Terraform: ParseInt error on apply for count value

Created on 4 Dec 2017 · 13Comments · Source: hashicorp/terraform

Terraform Version

Terraform v0.11.0
+ provider.null v1.0.0

Your version of Terraform is out of date! The latest version
is 0.11.1. You can update by downloading from www.terraform.io/downloads.html

Terraform Configuration Files

main.tf:

module "a" {
  source  = "foo"
  enabled = false
}

resource "null_resource" "d" {
  triggers {
    a = "${module.a.deps}"
  }
}

foo/main.tf:

variable "enabled" {
  default = true
}

resource "null_resource" "nothing" {
  count = "${var.enabled?0:1}"
}

output "deps" {
  value = "${null_resource.nothing.count}"
}

Expected Behavior

I would have expected this to proceed with a value of zero for the count.

Actual Behavior

Plan:

Refreshing Terraform state in-memory prior to plan...
The refreshed state will be used to calculate this plan, but will not be
persisted to local or remote state storage.

null_resource.nothing: Refreshing state... (ID: 3587990660641692538)

------------------------------------------------------------------------

An execution plan has been generated and is shown below.
Resource actions are indicated with the following symbols:
  + create

Terraform will perform the following actions:

  + null_resource.d
      id:         <computed>
      triggers.%: "1"
      triggers.a: "1"


Plan: 1 to add, 0 to change, 0 to destroy.

------------------------------------------------------------------------

This plan was saved to: tf.out

To perform exactly these actions, run the following command to apply:
    terraform apply "tf.out"

apply (using the out file)

module.a.null_resource.nothing: Creating...
module.a.null_resource.nothing: Creation complete after 0s (ID: 8193429725265536686)

Error: Error applying plan:

1 error(s) occurred:

* module.a.output.deps: Error reading null_resource.nothing count: strconv.ParseInt: parsing "${var.enabled?0:1}": invalid syntax

Terraform does not automatically rollback in the face of errors.
Instead, your Terraform state file has been partially updated with
any resources that successfully completed. Please address the error
above and apply again to incrementally change your infrastructure.

Steps to Reproduce

terraform init
terraform plan -out tf.out
terraform apply tf.out

Important Factoids

The outfile is critical.

References

There are a few other issues that refer to various ParseInt issues, but I did not see one with my specific case. This obviously is a contrived example, but it represents a minimal error case.

bug config

Source

davedash

Most helpful comment

Hi again, everyone!

I have found the root cause of the issue here, and indeed it _is_ only working in the one-shot terraform apply case because we share the configuration structures between the plan and apply steps in that scenario.

(This section contains some details about Terraform's guts which are probably not interesting to non-maintainers; feel free to skip to the next section for discussion about workarounds and next steps.)

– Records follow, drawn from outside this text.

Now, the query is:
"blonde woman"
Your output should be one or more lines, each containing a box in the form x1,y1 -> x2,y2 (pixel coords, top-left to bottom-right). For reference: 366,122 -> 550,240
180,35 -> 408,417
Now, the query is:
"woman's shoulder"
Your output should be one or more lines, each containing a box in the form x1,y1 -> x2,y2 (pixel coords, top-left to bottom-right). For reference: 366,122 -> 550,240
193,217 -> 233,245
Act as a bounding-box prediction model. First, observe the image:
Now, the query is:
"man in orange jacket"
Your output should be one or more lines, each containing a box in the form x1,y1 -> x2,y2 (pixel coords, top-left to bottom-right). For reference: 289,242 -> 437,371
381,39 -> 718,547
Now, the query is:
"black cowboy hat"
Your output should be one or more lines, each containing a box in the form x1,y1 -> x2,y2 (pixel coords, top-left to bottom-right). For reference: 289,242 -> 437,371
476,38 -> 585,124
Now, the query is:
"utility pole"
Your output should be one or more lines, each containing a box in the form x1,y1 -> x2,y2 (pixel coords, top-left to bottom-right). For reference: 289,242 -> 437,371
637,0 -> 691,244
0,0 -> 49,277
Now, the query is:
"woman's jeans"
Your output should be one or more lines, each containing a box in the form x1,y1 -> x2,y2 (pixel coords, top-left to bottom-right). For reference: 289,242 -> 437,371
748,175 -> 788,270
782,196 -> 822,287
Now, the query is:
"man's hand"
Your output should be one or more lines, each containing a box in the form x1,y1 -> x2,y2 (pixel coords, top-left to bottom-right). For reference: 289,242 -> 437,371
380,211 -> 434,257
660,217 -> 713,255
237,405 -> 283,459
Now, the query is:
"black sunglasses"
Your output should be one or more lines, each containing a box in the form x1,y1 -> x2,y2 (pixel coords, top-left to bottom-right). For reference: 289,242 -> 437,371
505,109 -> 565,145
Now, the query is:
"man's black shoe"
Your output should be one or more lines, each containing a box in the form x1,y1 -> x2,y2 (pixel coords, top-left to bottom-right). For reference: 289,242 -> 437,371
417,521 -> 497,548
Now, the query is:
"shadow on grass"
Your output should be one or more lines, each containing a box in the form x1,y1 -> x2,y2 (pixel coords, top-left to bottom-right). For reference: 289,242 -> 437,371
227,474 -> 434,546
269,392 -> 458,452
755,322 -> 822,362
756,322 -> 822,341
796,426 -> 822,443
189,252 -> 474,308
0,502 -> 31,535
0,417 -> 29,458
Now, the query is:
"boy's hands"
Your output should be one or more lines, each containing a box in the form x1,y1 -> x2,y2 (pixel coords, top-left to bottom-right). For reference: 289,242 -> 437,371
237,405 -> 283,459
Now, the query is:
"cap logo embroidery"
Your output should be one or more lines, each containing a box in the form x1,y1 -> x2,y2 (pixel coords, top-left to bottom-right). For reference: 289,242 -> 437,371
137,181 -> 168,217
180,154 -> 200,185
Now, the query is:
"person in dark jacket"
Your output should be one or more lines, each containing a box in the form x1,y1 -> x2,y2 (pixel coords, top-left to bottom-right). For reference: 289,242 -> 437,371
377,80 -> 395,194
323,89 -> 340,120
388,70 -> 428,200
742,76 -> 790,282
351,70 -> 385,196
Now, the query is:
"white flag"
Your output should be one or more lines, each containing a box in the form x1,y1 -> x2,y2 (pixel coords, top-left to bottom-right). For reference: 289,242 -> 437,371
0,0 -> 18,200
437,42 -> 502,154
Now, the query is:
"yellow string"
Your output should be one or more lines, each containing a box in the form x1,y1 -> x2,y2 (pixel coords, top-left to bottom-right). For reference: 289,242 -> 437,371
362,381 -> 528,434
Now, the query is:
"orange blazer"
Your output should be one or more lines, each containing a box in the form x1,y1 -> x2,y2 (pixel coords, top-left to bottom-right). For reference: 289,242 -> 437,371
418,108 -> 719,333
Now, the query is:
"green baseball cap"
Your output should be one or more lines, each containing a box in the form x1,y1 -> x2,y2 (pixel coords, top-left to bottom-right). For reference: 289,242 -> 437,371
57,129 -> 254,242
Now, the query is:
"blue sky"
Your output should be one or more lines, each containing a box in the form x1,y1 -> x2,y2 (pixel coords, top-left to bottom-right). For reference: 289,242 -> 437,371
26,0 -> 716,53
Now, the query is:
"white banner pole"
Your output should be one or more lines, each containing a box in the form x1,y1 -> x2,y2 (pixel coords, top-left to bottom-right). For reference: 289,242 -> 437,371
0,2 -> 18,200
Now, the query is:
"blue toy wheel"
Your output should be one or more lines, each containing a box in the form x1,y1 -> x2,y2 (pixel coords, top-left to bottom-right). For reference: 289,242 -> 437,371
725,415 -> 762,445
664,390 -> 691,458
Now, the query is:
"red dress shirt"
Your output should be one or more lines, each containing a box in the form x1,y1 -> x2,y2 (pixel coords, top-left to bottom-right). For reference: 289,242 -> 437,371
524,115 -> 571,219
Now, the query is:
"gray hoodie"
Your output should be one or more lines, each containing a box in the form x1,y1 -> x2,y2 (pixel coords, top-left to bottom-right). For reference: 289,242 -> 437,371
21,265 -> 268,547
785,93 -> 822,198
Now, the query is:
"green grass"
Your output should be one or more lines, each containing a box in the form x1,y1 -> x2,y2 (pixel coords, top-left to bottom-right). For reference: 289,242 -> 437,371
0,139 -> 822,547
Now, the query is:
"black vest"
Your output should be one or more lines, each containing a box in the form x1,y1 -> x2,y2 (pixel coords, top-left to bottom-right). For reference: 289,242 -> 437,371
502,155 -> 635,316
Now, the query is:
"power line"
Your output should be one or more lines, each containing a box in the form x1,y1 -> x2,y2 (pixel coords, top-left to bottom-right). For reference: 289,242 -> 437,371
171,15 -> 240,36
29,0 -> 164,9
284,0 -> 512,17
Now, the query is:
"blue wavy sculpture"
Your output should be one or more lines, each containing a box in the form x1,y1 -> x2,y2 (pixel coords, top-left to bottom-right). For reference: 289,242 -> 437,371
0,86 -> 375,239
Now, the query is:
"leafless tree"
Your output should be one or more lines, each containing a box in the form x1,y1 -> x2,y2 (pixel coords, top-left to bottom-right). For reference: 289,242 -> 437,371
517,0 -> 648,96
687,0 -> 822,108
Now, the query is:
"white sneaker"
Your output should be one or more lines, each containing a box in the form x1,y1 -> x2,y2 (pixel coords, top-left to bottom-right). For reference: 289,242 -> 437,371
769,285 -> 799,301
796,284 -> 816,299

In most of Terraform's graph walks it starts off with a single graph node per resource or data block and then _during the walk_ it "dynamic-expands" that single node into a subgraph containing a number of nodes corresponding to the count. When Terraform visits the initial _aggregate_ graph node the first step is to interpolate the count expression, whose result is then retained inside the configuration object so that the dynamic-expand operation knows how many instances to create.

The trick for this issue is that when we generate a plan we've _already_ dynamic-expanded the aggregate nodes and so the plan result contains one diff for each instance. Because of this, when we build the graph for the _apply_ walk we don't need to dynamic-expand (we know statically what nodes are required) and so the count interpolation never executes.

Unfortunately, an interpolation like aws_instance.foo.count still needs to be able to access that interpolated result, and due to some fallback logic in the configuration model it ends up obtaining the raw source expression in the absence of a resolved value. It then tries to parse that result as an integer, resulting in the error we see here.

This works when running both plan and apply in the same command because both the plan and apply graphs point to the same configuration instance, and so the interpolation result from the plan step is still present in the object when we get to apply. But when we're applying from a plan that was serialized to disk we only have the config _source_ saved, and so the loaded configuration object is missing that result.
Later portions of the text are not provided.